Tuesday, May 10, 2011

Eating media lunch #3

To Wintec for lunch with John Campbell, bloggers Cameron Slater aka Whale Oil, Martyn “Bomber” Bradbury and Phoebe Fletcher aka Tumeke, and about a hundred other people: distinguished elderly media types, current practitioners and students of Wintec’s journalism course. And me.

The invitation was headed “Bringing you the proud media tradition of the free lunch” and promised:
TV3’s John Campbell is one of New Zealand’s best known TV journalists. From Corn Gate to moon men, John Campbell has led current affairs in NZ for over a decade. He will be the first speaker in the Wintec School of Journalism’s ‘Media Bites’ lunch to be held this year on campus, midday Tuesday 10 May 2011. John will be discussing the topic, ‘From moon men to deputy leaders’ homes at 2am – is NZ TV journalism creating heat or light?’ One of the most articulate voices within NZ journalism will passionately defend his craft against multiple criticisms of trials by lazy media. There will be a question and answer session after his speech for students and media groupies alike to bathe in John’s radiant media glow followed by a sumptuous two course lunch.
“Radiant media glow”. I had to see this.

When I arrived Cameron Slater was madly texting while talking to Martyn Bradbury. Phoebe Fletcher was madly texting too. The guy from Radio Samoa who was between them leaned over and said, “I bet they’re texting each other.”

But no, Phoebe was dealing with her students and Cameron was busy pulling the wings off Trevor Mallard, or so it seemed. Even Martyn , who dresses very much to the left, whereas Cameron dresses very much to the right, was aghast at what new folly Mallard had committed. Then Cameron announced he was going duck shooting at the weekend. I made the obvious joke. And hoped that Cameron too was joking.

And so to lunch. John Campbell spoke for an hour to the glory of John Campbell but that’s all right – by the standards of New Zealand television in 2011 his programme is very good and he is a proper journalist, unlike Paul Holmes and Michael Laws whom we endured last year. And John was rightly enthusiastic about what good journalism is and how much fun it is when you’re doing it well. Hard, yes, but fun. He did a fluent hour without notes which was amazing. I did like him talking about how good Carol Hirschfeld was as – not sure whether producer or editor, I don’t know this side of TV – but let’s say a shaper of stories and he said he thought it was because she had been a sub-editor at the Auckland Star and subs learn how to shape stories. I agree. The subs at the Star were brilliant. (At least two of us were. I used to sit opposite Carol. I have had worse jobs.) I have never, ever before heard a high-profile journalist praise the sub-editing function. It was a very generous thing to do.
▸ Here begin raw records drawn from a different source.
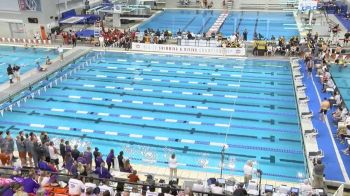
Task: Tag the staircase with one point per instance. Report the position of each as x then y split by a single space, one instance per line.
97 29
218 23
229 4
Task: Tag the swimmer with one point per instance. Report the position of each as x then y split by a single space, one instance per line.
325 105
39 67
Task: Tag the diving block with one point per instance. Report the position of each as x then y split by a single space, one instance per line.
311 132
304 99
316 154
330 90
301 88
306 114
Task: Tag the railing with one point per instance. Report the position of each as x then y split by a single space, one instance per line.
12 99
219 51
8 171
299 120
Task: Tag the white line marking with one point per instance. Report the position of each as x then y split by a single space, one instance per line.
227 109
188 141
37 125
87 130
111 133
161 138
57 110
97 98
103 114
74 97
170 120
135 135
124 116
194 123
221 125
89 85
63 128
147 118
340 161
81 112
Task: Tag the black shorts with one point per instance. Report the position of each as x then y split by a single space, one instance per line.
323 111
54 161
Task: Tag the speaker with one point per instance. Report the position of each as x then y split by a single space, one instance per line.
33 20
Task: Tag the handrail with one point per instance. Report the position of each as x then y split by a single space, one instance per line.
114 180
299 120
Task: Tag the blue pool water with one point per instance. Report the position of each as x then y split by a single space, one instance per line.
200 21
342 80
153 105
25 58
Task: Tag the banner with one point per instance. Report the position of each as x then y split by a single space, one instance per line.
189 49
29 5
305 5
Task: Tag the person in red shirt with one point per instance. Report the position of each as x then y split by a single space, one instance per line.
133 177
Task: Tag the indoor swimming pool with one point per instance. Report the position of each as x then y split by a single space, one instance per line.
25 58
200 21
153 105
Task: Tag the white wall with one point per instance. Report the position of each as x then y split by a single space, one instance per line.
9 5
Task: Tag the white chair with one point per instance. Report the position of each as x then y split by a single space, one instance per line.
148 193
311 132
306 115
252 188
283 190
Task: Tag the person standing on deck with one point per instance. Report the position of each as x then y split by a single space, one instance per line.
325 105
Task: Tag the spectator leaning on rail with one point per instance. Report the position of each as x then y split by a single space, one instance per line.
318 174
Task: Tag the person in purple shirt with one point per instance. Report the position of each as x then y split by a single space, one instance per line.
68 147
74 169
110 159
102 171
30 185
68 161
88 157
81 159
99 160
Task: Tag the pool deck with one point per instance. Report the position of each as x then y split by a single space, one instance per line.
31 77
161 172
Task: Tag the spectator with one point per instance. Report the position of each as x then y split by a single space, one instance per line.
133 177
62 149
318 174
306 188
76 186
29 149
96 153
172 167
53 154
88 158
10 73
127 166
248 171
121 160
21 148
102 171
75 152
30 183
9 146
110 159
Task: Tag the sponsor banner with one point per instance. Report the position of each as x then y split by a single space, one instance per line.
188 49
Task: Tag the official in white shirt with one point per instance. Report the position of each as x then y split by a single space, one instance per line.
76 186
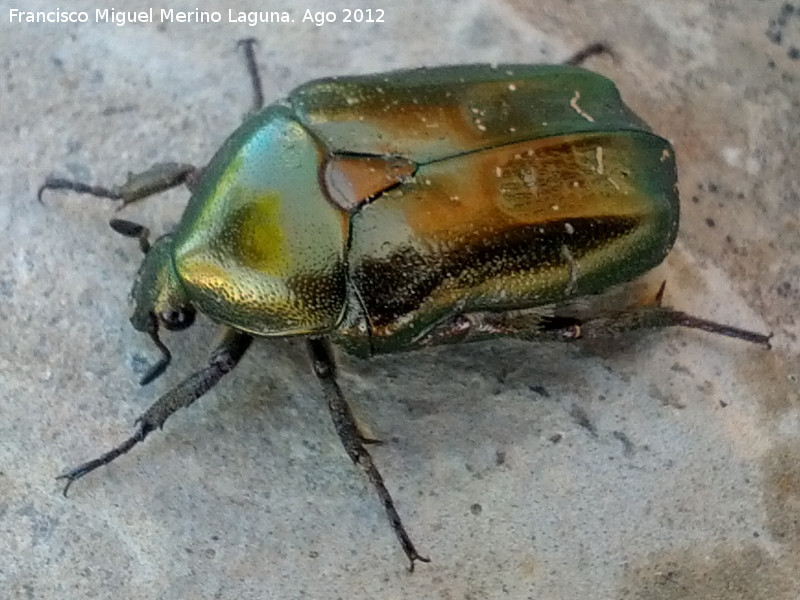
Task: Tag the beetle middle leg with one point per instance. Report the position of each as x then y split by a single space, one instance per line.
353 441
223 359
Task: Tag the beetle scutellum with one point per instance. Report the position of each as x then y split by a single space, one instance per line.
391 212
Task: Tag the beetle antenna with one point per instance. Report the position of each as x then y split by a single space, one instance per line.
131 229
157 369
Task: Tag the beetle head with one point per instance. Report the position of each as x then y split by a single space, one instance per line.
160 300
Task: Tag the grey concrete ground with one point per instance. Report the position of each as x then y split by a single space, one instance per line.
662 467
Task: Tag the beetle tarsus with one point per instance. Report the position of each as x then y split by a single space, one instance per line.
252 71
132 230
353 441
158 178
72 475
591 50
657 317
222 360
58 183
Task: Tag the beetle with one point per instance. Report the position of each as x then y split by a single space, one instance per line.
392 212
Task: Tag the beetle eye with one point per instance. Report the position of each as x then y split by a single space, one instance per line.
177 318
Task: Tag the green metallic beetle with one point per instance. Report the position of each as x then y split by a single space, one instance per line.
391 212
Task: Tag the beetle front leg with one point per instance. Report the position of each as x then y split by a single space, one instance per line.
353 441
223 359
158 178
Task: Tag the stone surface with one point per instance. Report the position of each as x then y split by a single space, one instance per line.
663 466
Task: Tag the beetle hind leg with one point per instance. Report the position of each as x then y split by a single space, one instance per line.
353 441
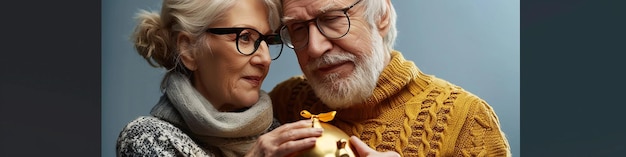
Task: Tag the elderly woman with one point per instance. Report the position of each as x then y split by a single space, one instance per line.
217 54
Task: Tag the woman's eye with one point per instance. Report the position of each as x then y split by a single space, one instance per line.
245 36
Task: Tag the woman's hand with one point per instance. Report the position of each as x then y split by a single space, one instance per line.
365 151
286 139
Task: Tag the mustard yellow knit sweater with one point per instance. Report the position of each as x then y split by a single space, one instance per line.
409 112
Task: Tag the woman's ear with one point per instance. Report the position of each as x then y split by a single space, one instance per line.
187 55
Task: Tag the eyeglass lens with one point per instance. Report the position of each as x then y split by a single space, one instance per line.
333 25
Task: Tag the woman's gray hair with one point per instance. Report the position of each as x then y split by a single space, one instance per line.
154 36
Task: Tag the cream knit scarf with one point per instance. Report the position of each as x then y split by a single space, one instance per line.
233 133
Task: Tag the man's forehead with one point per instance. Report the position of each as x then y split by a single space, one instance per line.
306 9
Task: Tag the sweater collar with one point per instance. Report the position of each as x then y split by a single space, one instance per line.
390 85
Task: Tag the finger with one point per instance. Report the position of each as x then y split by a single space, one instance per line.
361 148
295 134
307 123
291 147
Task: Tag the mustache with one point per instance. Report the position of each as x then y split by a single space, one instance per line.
329 59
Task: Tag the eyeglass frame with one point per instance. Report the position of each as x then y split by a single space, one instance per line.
257 43
345 12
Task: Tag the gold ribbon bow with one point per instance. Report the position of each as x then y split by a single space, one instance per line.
324 117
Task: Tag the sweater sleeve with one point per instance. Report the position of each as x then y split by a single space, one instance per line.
481 134
149 136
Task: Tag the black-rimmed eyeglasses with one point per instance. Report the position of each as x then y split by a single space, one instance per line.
249 40
332 24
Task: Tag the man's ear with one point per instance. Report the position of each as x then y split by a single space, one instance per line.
187 55
383 22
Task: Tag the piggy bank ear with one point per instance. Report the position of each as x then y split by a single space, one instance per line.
333 142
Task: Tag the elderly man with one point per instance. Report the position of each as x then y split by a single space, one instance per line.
345 50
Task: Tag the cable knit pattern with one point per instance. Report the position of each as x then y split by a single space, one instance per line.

On a personal note: after lunch, a totally New Zealandy moment. Wouldn’t happen anywhere else, I reckon. A Wintec journalism tutor came up to me, peered at my name-tag and said “Do you remember much of your childhood?” I peered at her name-tag and OMG she was the older sister of my best friend at Greerton Primary, which then was on the rural edge of Tauranga. I spent most afternoons at their house. This is nearly 50 years ago. No, it is 50 years ago. He and I played in the bulrushes in the gully below. I had seen Anne Beston’s byline in the Herald for maybe 20 years and never connected her with Tauranga and my childhood. I think that in New Zealand we should assume that if the name registers, it is the person you think it might be.


GV said...

What, no Lisa this year?

Stephen Stratford said...

Sadly, no. On the other hand there was no Paul Holmes or Michael Laws either so on balance we were ahead.